Williams left The Daily News in 2008 to pursue a law degree, which he earned in 2011 from The Thurgood Marshall College of Law at Texas Southern University. He was admitted to the State Bar of Texas that same year and worked as a prosecutor and private-practice attorney until late 2015, when The Daily News recruited him to return to its newsroom.

Williams was named assistant managing editor in January and promoted to managing editor for news in April.

While his professions were journalism and the law, Williams’ passion was for anything eccentric. He was a well-regarded authority on the history and personalities of professional wrestling, having published several popular books on the subjects. That research and writing continued until his death.

He was perhaps the world’s leading collector and authority on strange covers of popular songs and was a walking library of information about popular culture in general — comic books and graphical novels in particular.

Williams is survived by his wife, Brenda; a daughter, Brooke Utter; a son, Brody Williams; his parents, Donna and Charles Williams of Dickinson; and his mother-in-law, Betty Korndorffer of League City.

 

Betty Yezak

Betty Yezak, long-time owner of the Bremond Press, died July 24 in Round Rock.
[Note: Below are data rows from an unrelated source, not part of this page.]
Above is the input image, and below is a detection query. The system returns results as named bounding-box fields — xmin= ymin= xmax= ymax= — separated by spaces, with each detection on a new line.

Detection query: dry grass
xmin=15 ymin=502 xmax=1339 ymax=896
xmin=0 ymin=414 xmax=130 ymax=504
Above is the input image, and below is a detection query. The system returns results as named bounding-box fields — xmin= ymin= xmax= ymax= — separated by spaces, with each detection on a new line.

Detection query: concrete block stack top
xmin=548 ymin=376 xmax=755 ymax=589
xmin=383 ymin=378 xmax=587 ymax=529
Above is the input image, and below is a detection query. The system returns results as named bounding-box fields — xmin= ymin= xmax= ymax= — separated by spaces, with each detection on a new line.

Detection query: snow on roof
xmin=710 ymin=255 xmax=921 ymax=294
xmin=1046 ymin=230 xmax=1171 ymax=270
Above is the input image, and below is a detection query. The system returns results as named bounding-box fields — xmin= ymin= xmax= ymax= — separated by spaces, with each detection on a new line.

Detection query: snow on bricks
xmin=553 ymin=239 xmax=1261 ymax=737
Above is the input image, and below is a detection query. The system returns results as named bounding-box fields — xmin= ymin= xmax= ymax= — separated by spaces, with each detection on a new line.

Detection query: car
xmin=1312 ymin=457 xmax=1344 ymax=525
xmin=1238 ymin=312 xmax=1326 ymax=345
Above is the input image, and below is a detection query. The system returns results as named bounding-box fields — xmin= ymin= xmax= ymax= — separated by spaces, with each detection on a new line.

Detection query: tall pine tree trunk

Funeral services were held July 29 at St. Mary's Catholic Church in Bremond.

She and her husband, Herman, bought the Bremond Press in 1960 and ran the newspaper together until Herman’s death in 1986, when she took over. She served as editor and publisher until her death at age 90.

 Yezak was well-known in the Bremond area for her weekly column called the B. Y. Line. For 29 years, she never missed writing a B. Y. Line column. The column consisted of her observations of the world in the previous week and read much like a homespun letter to a friend or relative.

She was active in her church and community. Her favorite hobby was attending Bremond High School athletic events, especially football. In 61 years, she never missed attending a regular season Bremond football game and only missed four playoff games. She was proud to have been at all three Bremond state football championship games and both Bremond state baseball championship games. She also enjoyed attending Texas A&M University football games and watching the Dallas Cowboys on television.

Survivors include her daughter, Patricia "Pisha" Weatherly of Ferris; son and daughter-in-law, Robert and Michelle Yezak of Bremond; son, George Yezak of Bremond; daughter, Jennifer Yezak of Washington, DC; seven grandchildren; one great-grandchild; a sister-in-law, several nieces and nephews; and a host of other relatives, friends and faithful readers.